Aller au contenu

Le Prince Fédor/III/5

La bibliothèque libre.
et Georges Spitzmuller
Le Matin (p. 58-62).

V

AUDIENCE IMPÉRIALE

L’empereur Alexis était dans son cabinet de travail, lorsque Georges Iraschko se présenta à son heure d’audience.

Alexis avait, d’un signe, congédié un secrétaire et tendu la main au jeune homme. Georges s’inclina sur cette main, y mit ses lèvres et resta debout.

— D’où viens-tu ? demanda Alexis.

— De Paris, sire. Votre Majesté m’avait accordé trois ans de congé ; je suis à peine au milieu du temps… et je viens aujourd’hui solliciter l’autorisation de me marier.

— En France ?

— Oui, sire, à Paris, mais avec une jeune fille appartenant à une famille kouranienne.

— J’aime assez voir mes officiers épouser des femmes des pays conquis ; cela consolide des liens souvent tendus jusqu’à se rompre.

— Je le savais, sire.

— Comment se nomme celle que tu épouses ?

— Mariska Romalewsky, répondit Georges avec effort, craignant l’effet de ce nom.

— La sœur des trois frères qui ont combattu avec tant d’acharnement contre nous ?

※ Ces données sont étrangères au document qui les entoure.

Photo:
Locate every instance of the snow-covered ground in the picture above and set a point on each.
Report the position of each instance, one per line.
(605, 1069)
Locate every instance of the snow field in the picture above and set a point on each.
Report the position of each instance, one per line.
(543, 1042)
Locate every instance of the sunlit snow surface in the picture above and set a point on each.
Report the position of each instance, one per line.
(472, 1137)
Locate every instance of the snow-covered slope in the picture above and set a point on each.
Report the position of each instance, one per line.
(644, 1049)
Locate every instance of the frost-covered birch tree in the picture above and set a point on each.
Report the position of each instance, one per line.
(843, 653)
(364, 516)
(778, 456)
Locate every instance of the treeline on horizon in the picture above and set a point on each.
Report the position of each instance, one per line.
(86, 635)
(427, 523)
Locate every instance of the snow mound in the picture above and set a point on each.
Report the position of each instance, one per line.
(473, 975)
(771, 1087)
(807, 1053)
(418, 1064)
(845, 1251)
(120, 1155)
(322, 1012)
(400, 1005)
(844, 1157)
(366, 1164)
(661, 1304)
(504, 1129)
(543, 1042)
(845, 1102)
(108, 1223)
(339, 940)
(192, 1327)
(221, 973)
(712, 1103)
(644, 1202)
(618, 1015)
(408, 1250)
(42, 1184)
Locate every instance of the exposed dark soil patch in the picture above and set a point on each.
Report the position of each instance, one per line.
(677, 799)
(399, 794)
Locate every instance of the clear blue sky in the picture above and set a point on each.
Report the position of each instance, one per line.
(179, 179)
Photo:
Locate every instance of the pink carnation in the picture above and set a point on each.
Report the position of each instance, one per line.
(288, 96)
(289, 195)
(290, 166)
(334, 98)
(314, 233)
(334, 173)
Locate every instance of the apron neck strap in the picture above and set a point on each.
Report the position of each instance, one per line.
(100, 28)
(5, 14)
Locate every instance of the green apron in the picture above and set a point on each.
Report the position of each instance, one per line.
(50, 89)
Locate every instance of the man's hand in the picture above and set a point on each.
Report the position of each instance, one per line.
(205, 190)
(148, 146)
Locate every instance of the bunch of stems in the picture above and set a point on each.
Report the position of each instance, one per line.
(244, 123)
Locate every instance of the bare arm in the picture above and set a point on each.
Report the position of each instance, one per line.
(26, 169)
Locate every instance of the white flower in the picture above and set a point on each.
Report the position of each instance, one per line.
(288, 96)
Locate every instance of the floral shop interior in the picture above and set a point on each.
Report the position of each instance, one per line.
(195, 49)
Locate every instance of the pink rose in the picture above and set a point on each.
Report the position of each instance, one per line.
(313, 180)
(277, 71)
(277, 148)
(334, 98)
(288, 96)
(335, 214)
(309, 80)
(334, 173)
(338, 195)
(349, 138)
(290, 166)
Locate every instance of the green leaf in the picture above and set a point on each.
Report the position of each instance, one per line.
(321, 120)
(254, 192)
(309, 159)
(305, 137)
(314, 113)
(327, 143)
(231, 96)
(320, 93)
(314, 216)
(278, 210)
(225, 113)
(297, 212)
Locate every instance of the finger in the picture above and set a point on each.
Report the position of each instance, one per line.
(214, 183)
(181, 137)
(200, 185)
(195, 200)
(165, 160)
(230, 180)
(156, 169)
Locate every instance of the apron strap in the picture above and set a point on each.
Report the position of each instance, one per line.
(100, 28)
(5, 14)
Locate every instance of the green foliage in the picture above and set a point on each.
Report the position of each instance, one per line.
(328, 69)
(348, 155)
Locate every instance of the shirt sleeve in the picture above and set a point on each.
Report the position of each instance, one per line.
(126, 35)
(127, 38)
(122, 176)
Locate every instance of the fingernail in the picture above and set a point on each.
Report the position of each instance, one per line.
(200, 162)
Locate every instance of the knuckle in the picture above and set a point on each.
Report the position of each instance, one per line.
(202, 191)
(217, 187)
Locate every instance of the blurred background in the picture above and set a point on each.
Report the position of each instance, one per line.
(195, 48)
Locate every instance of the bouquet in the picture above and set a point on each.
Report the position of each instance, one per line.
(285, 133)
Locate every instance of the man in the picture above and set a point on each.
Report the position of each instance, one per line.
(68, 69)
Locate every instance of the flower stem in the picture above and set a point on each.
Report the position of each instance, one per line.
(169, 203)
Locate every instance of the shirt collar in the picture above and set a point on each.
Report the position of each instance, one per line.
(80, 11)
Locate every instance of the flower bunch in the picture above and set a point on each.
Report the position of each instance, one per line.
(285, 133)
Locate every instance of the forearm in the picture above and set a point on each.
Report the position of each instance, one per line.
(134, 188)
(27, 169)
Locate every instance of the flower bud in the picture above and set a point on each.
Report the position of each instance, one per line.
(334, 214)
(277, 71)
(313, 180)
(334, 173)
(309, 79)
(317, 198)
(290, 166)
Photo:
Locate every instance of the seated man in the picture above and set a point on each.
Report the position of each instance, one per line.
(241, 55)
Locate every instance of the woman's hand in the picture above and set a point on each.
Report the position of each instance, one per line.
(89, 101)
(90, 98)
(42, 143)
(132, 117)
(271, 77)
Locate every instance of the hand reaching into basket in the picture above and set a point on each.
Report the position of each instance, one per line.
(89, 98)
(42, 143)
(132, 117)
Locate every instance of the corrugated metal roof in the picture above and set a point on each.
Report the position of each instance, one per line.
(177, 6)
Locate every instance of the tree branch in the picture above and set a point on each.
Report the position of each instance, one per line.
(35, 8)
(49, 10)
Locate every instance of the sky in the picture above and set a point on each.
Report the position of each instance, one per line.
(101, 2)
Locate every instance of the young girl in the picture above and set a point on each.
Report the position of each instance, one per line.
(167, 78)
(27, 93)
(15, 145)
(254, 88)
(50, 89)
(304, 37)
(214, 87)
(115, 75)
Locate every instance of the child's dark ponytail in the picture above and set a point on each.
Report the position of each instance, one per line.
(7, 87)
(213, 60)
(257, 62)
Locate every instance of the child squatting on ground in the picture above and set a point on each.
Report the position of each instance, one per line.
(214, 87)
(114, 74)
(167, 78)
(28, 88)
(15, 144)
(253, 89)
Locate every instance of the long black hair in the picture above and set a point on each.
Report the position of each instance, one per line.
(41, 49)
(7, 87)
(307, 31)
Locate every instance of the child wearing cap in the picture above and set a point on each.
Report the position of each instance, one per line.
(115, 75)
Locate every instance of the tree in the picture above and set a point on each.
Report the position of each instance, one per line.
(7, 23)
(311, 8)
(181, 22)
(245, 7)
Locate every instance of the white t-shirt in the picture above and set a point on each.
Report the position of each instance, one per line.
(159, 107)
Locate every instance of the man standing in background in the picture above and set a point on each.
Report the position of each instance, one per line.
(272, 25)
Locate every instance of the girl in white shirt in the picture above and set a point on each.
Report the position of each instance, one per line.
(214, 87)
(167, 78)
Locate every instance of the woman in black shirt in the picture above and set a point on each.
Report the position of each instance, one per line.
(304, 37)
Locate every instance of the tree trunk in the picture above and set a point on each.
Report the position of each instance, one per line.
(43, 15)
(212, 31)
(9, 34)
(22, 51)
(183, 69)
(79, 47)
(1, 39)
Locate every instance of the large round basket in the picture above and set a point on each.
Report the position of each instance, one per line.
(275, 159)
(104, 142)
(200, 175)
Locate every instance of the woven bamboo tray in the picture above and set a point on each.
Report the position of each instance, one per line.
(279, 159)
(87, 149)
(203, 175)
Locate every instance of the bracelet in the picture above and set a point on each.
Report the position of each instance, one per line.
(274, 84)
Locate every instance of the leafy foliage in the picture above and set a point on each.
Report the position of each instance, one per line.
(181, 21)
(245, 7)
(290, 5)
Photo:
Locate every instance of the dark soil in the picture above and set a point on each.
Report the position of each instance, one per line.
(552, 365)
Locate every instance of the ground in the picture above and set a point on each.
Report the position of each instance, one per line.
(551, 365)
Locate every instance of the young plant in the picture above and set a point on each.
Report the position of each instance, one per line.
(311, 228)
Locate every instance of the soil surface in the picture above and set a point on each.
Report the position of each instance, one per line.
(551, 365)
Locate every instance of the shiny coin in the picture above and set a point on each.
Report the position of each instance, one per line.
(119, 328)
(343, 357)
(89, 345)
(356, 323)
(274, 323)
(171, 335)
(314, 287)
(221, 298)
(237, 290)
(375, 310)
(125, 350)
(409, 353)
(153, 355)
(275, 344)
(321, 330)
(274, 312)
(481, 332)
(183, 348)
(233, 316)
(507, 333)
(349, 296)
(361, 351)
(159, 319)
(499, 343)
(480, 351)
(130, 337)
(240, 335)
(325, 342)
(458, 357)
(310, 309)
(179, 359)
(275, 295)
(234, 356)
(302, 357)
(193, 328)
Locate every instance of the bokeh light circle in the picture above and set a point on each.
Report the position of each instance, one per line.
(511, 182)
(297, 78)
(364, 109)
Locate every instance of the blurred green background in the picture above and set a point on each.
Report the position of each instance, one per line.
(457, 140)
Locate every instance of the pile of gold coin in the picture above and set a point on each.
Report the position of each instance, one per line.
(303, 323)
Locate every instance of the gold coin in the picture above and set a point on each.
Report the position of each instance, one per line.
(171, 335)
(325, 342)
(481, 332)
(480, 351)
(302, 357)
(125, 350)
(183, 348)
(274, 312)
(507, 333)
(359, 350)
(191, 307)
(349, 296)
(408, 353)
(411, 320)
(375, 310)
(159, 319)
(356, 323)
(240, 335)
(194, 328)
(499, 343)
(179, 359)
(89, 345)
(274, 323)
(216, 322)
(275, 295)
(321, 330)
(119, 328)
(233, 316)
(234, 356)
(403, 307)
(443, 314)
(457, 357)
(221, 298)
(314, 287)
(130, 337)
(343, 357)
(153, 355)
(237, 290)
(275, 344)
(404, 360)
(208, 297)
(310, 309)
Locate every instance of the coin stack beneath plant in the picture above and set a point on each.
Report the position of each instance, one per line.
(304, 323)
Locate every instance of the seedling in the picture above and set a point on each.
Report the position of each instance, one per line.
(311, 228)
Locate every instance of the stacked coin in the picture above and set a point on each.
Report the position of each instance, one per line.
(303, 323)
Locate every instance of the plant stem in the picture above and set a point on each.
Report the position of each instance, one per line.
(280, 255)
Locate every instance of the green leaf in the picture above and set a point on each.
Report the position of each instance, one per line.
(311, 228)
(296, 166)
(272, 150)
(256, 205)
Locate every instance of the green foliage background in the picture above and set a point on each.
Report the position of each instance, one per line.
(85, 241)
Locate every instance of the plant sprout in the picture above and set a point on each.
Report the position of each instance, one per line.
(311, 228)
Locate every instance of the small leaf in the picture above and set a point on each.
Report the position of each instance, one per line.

— Oui, sire mais ils ont fait leur soumission.

— De bien mauvais cœur ! Fédor, l’aîné, est affilié à la secte des compagnons de l’Étoile Noire.

Georges, à ces mots, eut un mouvement de surprise.

— Tu le savais ? dit l’empereur.

— Je le soupçonnais.

— Réponds nettement. Cela t’étonne que je sois si bien informé ?

— Un peu, sire… Cependant, le prince affiche si haut ses idées qu’il est facile de le connaître, lui, mais non ses actes.

— Quelles sont ces idées dont tu parles ? Tu es ici pour dire la vérité ; je veux la savoir.

— Sur mon honneur, je répondrai à toutes les questions que Votre Majesté voudra bien me poser.

— Partages-tu les idées de ton futur beau-frère ?

— En rien, sire, fit Georges franchement, sans chercher des phrases oiseuses, sachant fort bien à quel point l’empereur les détestait.

— Et ta future femme ?

— Je le crains, sire, mais m’en inquiète peu !

— Tu comptes, pour la transformer, sur ton influence d’époux ?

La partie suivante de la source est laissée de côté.